A top UK scientist warns that climate change could wreck Africa
Professor Sir Gordon Conway, the outgoing chief scientist at the United Kingdom's Department for International Development and former head of the philanthropic Rockefeller Foundation, argued in a new scientific paper that the continent is already warming faster than the global average and that people living there can expect more intense droughts, floods and storm surges.
There will be less drinking water, diseases such as malaria will spread and the poorest will be hit the hardest as farmland is damaged in the coming century, Conway wrote.
"There is already evidence that Africa is warming faster than the global average, with more warm spells and fewer extremely cold days. Northern and southern Africa are likely to become as much as 4C hotter over the next 100 years, and [will become] much drier," he said.
Conway predicts hunger on the continent could increase dramatically in the short term as droughts and desertification increase and climate change affects water supplies.
"Projected reductions in crop yields could be as much as 50 per cent by 2020 and 90 per cent by 2100," the paper says.
Conway held out some hope that east Africa and the Horn of Africa, presently experiencing their worst drought and food shortages in 20 years, will become wetter.
But he said that the widely hoped-for 8 to 15 per cent increase in African crop yields as a direct result of more carbon dioxide in the atmosphere may fail to materialise.
"The latest analyses of more realistic field trials suggest the benefits of carbon dioxide may be significantly less than initially thought," he said.
Extreme problems
Instead, population growth combined with climate change would mean countries face extreme problems growing more food: "We are going to need an awful lot more crop production, 70 to 100 per cent more food will be needed than we have at present.

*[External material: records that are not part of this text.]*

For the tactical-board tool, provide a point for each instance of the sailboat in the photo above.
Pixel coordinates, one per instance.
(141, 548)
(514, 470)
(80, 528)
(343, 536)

Part of [what is needed] is getting more organic matter into Africa's soils, which are very depleted but we also have to improve water availability and produce crops that yield more and use nitrogen and water more efficiently."
Conway, now professor of international development at the Imperial College London, oversaw a major expansion in the UK government's support for GM research in developing countries and said that new technologies must be part of the African response to tackling hunger and droughts. "In certain circumstances we will need GM crops because we won't be able to find the gene naturally. GM may be the speediest and most efficient way to increase yields. Drought tolerance is governed by a range of genes. It is a big problem for breeders of GM and ordinary plants," he said.
He called for more research into climate change. "There is much that we do not know. The Sahel may get wetter or remain dry. The flow of the Nile may be greater or less. We do not know if the fall in agricultural production will be very large or relatively small.
The best assumption is that many regions of Africa will suffer more droughts and floods with greater intensity and frequency. We have to plan for the certainty that more extreme events will occur in the future but with uncertain regularity."